Wednesday, January 6, 2010

Happy New Year. Blurg.

I think I'm full into the winter doldrums.

Had an invitation to a friend's house for brunch on New Year's but blew it off. Been cocooning, using the crummy, cold weather as an excuse. It's also given me plenty of time to mull over my inaction for the past several months.

Friends are kind enough to point out that I've been volunteering and learning more about the tour business, which is absolutely true. And I've done some writing, and thinking. But it still feels insufficient. I am not that much closer to anything profit-generating. Blurg, indeed.

So today I'm working up a schedule. There. I've said it. Now I have to be accountable to something concrete. A schedule. Get myself out of the easy chair and into the world, even if I'm just doing the research work and making contacts while sitting at Panera.

I think I've gotten myself too bogged in the grand scheme of things and not focused on the details. Big, grand things are scary. Details are a bit more manageable and feel more comfortable. This is nothing I didn't already know. It's just the matter of doing, rather than mulling. We all know how good I am at mulling. If mulling were a marketable product, I'd be a millionaire.

So... instead of thinking about how much I don't want to lead huge groups of senior citizens through the Museum of the Obvious, I'll think about how I become more of a niche guide. How do I market myself as an authority, someone who tells good stories and brings interesting people to interesting places for interesting experiences.

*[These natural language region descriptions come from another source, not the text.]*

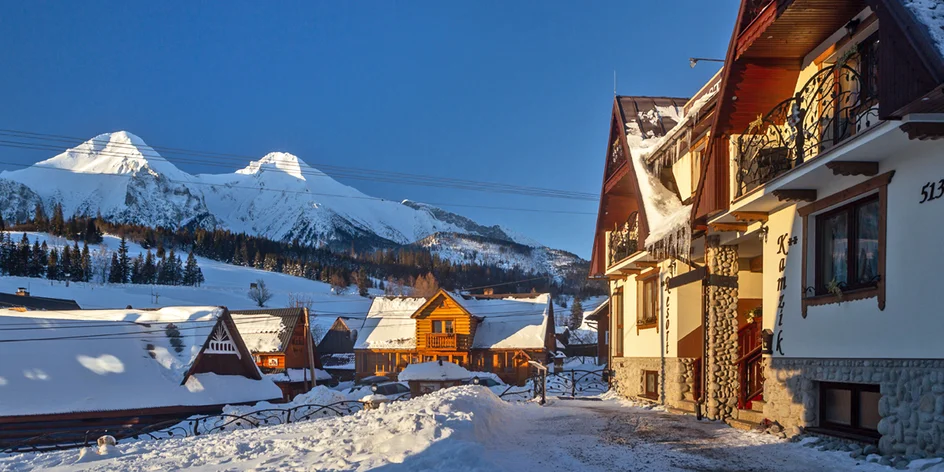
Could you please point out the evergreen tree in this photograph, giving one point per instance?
(149, 270)
(136, 269)
(124, 262)
(52, 265)
(76, 270)
(57, 224)
(86, 265)
(576, 314)
(362, 283)
(40, 218)
(65, 263)
(192, 274)
(37, 262)
(115, 274)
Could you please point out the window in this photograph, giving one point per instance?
(848, 245)
(443, 326)
(648, 313)
(847, 241)
(616, 307)
(849, 408)
(650, 384)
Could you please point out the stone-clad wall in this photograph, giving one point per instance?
(722, 390)
(912, 403)
(676, 377)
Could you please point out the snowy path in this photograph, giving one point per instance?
(609, 436)
(465, 429)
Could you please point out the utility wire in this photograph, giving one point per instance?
(307, 192)
(212, 159)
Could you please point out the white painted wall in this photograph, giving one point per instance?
(912, 323)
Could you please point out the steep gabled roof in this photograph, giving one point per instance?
(109, 360)
(268, 330)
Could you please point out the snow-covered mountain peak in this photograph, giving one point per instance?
(117, 153)
(281, 162)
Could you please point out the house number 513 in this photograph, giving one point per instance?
(928, 192)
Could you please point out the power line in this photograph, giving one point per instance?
(212, 158)
(307, 192)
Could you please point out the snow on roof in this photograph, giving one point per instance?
(266, 330)
(666, 216)
(434, 371)
(510, 323)
(105, 360)
(931, 14)
(298, 375)
(389, 324)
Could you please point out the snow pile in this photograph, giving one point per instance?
(434, 371)
(445, 430)
(931, 14)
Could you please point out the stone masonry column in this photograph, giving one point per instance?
(721, 333)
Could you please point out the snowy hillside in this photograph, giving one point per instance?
(225, 285)
(279, 197)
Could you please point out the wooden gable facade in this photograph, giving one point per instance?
(445, 331)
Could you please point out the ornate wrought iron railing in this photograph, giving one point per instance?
(624, 240)
(832, 106)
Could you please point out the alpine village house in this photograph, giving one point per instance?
(770, 244)
(282, 347)
(485, 333)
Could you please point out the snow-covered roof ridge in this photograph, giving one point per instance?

I did two more tours at Ellis Island yesterday, one being a group of two: a young couple from Germany who were curious as to how some relatives were sent back after trying to emigrate in the '50's. It became a custom tour as they asked questions up front that lent more to what's usually the last part of the discussion. I figured that since it was just the two of them, I'd modify the sequence a bit, and it worked very well.

Honestly, I was kind of impressed with myself. I know I forgot to mention a point or two on both tours, but who was to know? And I also got the Germans a little more information for further research on their emigration questions, based, in part, on some research I've been doing on my own family.

Of course, I'll also have to think about what I need to do to make money while I'm being a niche guide. The Ellis Island stuff has been helpful in keeping me from cocooning totally, but it ain't paying the bills. Do I find a not-so-high-level job that just about pays the food and board but gives me some latitude to follow my bliss? Do those jobs still exist for people with my skill set, or have they all become soul-sucking, 60 hour per week ordeals?

The motivating force here: do I go back to a life of quiet desperation, or do I do the hard stuff that gives me the autonomy I want? The old bromide is right: nobody ever plans to fail. They fail to plan.